In a way, Kant and his fellow rationalists could be forgiven their mistake. They lived at a time when the fundamental moral tenets of Judaeo-Christianity looked eternally indestructible. Provided we were deft enough, we could separate morality from religion without any adverse effects – like a conjurer whipping the tablecloth off the table without disturbing the cups and saucers. Christianity was the cloth Kant yanked out, morality the cups, and they all ended up as shards of china on the floor.

Resulting modernity has since proved its ability to create widely spread riches beyond those Kant or Smith could even imagine. Yet, with the removal of Christianity as the social and moral focus, material wealth grew in parallel with spiritual poverty. Then, like a snake biting its tail, spiritual and moral poverty turned around and began to destroy material wealth. This, and only this, is the nature of our present economic crisis.

Even worse, when stripped bare of its moral and spiritual shrouds, reason begins to look pathetic in its nudity. Christianity prevented reason from overreaching itself by teaching that many things are, and many others ought to be, beyond reason’s reach. This institutionalised self-restraint prevented us from looking excessively stupid.

Conversely, when we set out to prove that reason is omnipotent, we only succeed in proving it’s impotent. ‘When a man stops believing in God he doesn’t believe in nothing, he believes in anything,’ said Chesterton, and he has been proved right.
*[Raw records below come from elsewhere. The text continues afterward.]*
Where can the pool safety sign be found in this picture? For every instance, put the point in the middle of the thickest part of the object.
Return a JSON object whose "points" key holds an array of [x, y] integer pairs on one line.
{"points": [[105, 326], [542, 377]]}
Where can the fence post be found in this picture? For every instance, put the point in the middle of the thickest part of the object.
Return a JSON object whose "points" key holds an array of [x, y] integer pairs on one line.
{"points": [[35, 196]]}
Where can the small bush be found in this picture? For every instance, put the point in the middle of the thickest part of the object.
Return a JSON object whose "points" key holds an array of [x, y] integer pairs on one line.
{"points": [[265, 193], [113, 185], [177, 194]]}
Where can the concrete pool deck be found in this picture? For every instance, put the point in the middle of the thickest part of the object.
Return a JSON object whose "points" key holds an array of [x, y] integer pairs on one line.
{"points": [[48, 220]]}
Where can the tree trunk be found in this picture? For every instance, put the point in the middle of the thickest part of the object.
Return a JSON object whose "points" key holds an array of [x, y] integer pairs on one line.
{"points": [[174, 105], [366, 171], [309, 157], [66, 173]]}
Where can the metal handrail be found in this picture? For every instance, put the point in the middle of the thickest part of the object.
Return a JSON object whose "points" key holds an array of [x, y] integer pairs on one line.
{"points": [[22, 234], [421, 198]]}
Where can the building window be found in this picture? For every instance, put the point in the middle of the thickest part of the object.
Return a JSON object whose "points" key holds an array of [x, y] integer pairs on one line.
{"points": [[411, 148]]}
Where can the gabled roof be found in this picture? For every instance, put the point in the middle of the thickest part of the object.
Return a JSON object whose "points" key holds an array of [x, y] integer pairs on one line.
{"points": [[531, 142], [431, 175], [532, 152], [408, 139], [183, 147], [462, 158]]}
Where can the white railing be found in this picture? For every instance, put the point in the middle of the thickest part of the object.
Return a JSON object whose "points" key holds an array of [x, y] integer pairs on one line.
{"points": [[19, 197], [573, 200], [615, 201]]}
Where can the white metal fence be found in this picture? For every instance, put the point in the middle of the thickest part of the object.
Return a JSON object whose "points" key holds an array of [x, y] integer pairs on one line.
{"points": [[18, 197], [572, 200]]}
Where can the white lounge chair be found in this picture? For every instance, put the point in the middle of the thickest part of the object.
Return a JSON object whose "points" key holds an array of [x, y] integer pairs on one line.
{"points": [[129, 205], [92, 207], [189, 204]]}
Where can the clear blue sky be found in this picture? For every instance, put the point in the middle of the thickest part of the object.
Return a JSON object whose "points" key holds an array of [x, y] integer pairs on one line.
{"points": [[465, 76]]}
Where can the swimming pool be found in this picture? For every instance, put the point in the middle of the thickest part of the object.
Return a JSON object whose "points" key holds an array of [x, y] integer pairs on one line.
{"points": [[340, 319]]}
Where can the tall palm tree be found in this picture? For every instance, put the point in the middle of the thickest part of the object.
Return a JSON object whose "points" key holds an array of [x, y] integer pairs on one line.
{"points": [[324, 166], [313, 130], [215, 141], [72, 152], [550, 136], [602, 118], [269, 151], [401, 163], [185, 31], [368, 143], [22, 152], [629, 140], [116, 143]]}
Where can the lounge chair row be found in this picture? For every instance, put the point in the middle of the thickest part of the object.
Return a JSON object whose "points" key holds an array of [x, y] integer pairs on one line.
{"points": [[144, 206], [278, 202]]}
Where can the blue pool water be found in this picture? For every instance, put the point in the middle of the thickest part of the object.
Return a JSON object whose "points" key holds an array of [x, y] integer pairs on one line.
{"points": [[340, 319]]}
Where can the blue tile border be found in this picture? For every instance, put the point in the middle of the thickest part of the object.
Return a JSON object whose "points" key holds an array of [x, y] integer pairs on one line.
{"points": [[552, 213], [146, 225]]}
Conveniently untethered and fashionably open, the modern mind can conceive of inanities that in the past would have been regarded as telltale signs of madness. Who in his right mind would, for example, have argued in favour of two men getting married? Who could have thought that one day the state would discourage hard work and reward indolence? Who would have ever thought that talentless, subversive morons would earn millions for perpetrating unspeakable obscenities on music and other arts?

No one would have come to the conclusion that such things are desirable because they would never even have been discussed. Informed by a teacher infinitely more trustworthy than any philosopher, people just knew that some things were wrong simply because… well, because they were wrong, and that was that.
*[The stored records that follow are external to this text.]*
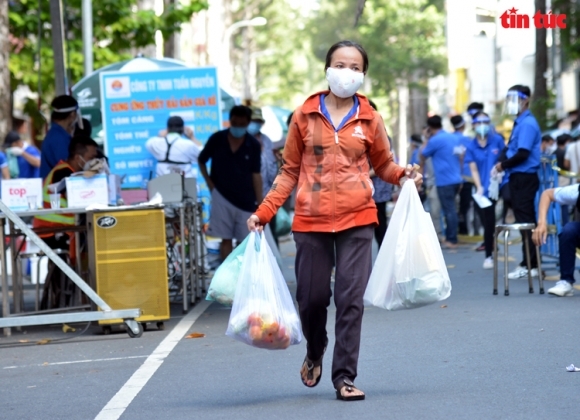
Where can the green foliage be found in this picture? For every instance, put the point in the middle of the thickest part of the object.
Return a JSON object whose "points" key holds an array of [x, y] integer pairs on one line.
{"points": [[570, 37], [118, 27], [403, 38]]}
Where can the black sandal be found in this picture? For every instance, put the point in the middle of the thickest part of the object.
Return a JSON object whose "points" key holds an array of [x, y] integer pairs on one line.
{"points": [[310, 365], [349, 387]]}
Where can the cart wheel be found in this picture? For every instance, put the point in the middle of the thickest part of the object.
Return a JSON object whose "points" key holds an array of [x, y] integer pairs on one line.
{"points": [[132, 334]]}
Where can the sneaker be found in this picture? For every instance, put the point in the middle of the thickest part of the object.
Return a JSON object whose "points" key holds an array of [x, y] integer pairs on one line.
{"points": [[562, 288], [521, 272]]}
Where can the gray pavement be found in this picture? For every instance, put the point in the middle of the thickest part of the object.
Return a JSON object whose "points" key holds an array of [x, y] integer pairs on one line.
{"points": [[474, 356]]}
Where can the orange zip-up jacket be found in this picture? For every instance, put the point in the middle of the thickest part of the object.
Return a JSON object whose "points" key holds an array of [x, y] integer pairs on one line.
{"points": [[331, 169]]}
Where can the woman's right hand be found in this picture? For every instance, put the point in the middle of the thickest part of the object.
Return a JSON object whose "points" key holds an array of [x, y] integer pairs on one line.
{"points": [[254, 224]]}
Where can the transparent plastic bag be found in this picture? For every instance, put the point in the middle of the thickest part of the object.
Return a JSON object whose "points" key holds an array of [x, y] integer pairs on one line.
{"points": [[263, 314], [223, 284], [410, 271], [283, 222]]}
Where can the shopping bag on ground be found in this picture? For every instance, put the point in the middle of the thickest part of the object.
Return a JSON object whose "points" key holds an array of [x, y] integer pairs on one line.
{"points": [[263, 314], [409, 271], [223, 284], [283, 222]]}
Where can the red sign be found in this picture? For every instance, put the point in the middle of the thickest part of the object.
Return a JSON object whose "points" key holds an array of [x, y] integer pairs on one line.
{"points": [[511, 19]]}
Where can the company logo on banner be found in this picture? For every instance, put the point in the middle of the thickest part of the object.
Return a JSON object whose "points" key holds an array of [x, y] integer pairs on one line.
{"points": [[117, 87], [136, 106]]}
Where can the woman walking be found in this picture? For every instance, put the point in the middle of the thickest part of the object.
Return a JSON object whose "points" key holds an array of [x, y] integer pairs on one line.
{"points": [[330, 141]]}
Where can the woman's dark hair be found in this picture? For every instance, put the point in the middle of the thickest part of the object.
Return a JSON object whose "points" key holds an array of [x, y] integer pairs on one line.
{"points": [[79, 145], [480, 113], [241, 111], [434, 122], [522, 89], [343, 44]]}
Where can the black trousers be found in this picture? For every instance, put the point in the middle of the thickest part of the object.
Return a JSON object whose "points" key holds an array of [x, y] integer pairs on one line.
{"points": [[381, 229], [314, 260], [523, 189], [465, 200], [488, 221]]}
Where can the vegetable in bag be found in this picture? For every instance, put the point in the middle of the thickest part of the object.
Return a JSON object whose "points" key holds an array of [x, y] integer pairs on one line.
{"points": [[263, 314]]}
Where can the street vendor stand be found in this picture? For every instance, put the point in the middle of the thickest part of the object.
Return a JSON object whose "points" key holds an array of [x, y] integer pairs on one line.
{"points": [[128, 315]]}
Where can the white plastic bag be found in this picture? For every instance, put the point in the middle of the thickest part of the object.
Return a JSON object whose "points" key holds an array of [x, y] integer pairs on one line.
{"points": [[410, 271], [263, 314]]}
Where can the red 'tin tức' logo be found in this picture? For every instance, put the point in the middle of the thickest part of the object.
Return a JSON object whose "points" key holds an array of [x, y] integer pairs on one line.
{"points": [[512, 19]]}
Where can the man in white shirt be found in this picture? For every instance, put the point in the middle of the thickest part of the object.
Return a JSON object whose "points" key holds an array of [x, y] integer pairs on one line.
{"points": [[569, 238], [572, 157], [175, 149]]}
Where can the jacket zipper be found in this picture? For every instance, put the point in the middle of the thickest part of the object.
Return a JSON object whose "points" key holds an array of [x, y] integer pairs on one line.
{"points": [[334, 166]]}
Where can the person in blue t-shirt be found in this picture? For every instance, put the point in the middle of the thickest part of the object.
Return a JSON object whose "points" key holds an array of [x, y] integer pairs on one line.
{"points": [[445, 150], [55, 144], [481, 155], [521, 160], [26, 157], [4, 166], [465, 198]]}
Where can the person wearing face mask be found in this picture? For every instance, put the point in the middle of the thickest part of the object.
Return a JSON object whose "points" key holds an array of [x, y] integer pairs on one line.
{"points": [[331, 139], [445, 151], [55, 144], [235, 181], [481, 155], [81, 151], [269, 164], [26, 158], [521, 160], [175, 149], [465, 198], [547, 146]]}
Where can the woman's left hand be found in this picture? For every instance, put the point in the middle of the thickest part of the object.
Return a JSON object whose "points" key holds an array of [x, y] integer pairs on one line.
{"points": [[412, 172]]}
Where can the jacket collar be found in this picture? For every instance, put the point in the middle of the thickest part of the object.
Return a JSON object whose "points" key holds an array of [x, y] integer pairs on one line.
{"points": [[312, 105]]}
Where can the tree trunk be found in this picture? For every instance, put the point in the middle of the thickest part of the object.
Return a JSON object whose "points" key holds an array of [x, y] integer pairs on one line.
{"points": [[5, 91], [169, 43], [418, 104], [540, 101]]}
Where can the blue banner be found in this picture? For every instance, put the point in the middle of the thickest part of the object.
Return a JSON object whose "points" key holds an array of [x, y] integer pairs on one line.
{"points": [[136, 106]]}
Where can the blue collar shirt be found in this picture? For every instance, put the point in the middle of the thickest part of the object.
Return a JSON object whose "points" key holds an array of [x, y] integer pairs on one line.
{"points": [[442, 148], [526, 135]]}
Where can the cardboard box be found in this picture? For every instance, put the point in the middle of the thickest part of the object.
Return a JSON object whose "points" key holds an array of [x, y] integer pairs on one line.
{"points": [[82, 191], [15, 193]]}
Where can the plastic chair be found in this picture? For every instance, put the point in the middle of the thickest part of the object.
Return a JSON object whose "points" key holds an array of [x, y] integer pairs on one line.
{"points": [[526, 228]]}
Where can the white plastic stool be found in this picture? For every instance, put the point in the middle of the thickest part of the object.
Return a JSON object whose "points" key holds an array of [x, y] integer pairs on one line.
{"points": [[526, 229]]}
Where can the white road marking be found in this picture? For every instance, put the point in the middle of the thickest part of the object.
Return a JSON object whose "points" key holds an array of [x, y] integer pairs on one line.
{"points": [[119, 403], [78, 361]]}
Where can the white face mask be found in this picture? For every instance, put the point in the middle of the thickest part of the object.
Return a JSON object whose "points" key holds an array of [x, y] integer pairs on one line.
{"points": [[344, 82]]}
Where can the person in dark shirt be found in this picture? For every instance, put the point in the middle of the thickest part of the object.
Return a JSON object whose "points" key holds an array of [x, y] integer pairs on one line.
{"points": [[55, 145], [26, 157], [235, 181]]}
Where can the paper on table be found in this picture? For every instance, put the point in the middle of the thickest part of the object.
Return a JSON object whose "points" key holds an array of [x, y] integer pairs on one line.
{"points": [[481, 200]]}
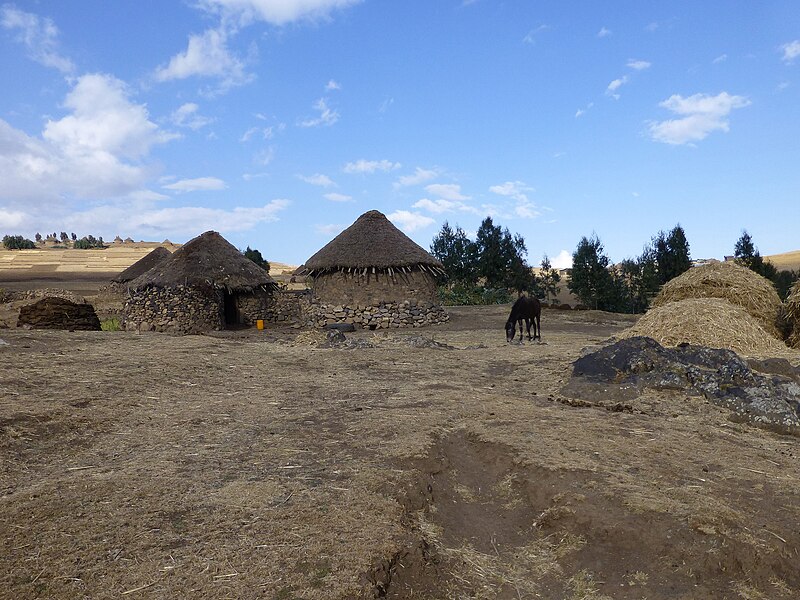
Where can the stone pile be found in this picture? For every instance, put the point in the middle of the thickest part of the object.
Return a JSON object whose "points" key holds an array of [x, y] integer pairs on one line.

If someone like Prof. Peter Singer had made his favourite argument in favour of, say, bestiality, he would have been locked up without any prior debate. ‘But it’s victimless!’ he’d scream, ‘We’re all animals and we can love one another!’ ‘Chimpanzees are practically human!’ ‘Why deny us and our pets such pleasure!?’ The only sound he’d have heard in return would have been that of leather thongs being buckled up on his straightjacket. 
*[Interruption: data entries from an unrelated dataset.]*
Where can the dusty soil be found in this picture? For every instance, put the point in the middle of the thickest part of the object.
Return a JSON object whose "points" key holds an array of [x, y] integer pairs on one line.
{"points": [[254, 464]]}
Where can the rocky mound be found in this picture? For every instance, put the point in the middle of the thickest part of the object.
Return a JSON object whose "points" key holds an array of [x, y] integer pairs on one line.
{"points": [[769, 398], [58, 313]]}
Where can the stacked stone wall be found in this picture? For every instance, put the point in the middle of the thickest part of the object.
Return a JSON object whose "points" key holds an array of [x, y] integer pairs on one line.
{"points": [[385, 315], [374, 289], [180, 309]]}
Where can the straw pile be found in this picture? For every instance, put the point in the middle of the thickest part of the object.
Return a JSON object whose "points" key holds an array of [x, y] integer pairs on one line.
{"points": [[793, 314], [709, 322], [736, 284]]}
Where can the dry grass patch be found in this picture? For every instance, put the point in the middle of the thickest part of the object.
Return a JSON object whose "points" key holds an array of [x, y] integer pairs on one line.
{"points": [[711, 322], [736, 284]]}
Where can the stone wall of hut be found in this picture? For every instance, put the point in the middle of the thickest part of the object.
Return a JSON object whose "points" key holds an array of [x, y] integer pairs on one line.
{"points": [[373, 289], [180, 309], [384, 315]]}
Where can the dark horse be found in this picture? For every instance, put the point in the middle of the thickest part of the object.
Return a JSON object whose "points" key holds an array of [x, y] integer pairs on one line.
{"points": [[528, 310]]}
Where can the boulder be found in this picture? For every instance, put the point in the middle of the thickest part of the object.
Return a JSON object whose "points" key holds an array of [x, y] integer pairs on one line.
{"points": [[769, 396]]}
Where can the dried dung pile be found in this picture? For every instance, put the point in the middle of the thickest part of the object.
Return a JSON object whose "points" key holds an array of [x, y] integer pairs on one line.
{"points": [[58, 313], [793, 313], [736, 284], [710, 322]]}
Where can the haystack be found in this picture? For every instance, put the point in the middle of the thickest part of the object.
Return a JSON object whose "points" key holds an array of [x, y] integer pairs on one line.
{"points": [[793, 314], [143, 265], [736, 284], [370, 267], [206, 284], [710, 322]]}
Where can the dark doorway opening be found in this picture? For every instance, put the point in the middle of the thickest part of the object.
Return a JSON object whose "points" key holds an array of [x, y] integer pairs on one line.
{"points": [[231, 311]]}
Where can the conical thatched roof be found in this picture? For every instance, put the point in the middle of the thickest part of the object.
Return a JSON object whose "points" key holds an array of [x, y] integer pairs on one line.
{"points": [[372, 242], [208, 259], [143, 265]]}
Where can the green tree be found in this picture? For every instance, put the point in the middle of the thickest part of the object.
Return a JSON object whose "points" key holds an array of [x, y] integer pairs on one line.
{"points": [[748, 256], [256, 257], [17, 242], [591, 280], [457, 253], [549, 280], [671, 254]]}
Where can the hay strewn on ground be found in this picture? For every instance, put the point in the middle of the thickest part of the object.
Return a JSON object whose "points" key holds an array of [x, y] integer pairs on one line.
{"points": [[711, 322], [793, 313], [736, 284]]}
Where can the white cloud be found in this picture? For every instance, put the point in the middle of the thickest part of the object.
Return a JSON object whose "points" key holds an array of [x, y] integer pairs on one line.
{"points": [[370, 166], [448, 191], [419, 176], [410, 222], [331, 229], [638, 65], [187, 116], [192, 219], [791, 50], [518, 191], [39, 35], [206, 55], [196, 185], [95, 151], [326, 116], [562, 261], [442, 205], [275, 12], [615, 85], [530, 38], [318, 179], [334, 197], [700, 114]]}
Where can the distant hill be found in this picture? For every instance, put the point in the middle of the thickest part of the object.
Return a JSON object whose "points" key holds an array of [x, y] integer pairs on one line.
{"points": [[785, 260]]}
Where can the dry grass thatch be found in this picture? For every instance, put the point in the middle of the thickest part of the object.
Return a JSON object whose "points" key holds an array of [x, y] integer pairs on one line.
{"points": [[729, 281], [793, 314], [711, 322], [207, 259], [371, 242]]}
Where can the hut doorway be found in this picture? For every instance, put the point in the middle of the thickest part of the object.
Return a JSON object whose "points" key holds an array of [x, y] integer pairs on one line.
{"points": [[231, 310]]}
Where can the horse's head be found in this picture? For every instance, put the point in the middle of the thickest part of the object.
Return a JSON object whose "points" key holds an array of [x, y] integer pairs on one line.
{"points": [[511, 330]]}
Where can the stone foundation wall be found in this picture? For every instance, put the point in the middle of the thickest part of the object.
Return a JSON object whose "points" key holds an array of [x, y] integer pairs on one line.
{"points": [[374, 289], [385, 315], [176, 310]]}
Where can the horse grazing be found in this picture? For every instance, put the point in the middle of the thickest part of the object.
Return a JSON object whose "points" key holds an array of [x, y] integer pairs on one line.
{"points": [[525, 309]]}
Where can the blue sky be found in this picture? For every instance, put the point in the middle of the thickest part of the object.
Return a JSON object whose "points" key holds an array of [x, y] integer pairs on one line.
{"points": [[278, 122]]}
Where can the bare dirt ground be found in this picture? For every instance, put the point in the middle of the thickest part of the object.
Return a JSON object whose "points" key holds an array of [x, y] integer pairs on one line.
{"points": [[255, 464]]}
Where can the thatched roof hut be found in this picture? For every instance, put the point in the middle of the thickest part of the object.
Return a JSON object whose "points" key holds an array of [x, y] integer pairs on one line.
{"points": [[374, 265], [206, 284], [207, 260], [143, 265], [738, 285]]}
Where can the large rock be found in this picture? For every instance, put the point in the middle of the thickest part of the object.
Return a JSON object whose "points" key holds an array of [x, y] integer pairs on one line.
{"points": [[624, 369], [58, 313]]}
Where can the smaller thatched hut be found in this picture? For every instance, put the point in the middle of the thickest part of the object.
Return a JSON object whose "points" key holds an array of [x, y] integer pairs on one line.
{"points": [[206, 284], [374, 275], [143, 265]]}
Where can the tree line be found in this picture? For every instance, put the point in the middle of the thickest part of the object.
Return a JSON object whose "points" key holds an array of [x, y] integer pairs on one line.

When everything is valid, nothing is. As modern man holds nothing sacred, he’ll avidly destroy even everything profane. And he’ll feel good doing it, for he’ll believe he’s acting in the name of progress.

Little will he realise that he’s reverting to the pre-civilised times of hairy couples first rolling on the grass in the spirit of unbridled joy and then busting each other’s heads with stone axes.

What’s being destroyed before our eyes isn’t just a religion. It’s our basic humanity. I hope we’ll all realise this as we watch the first couple of men walk down the aisle, possibly followed by a man and his dog.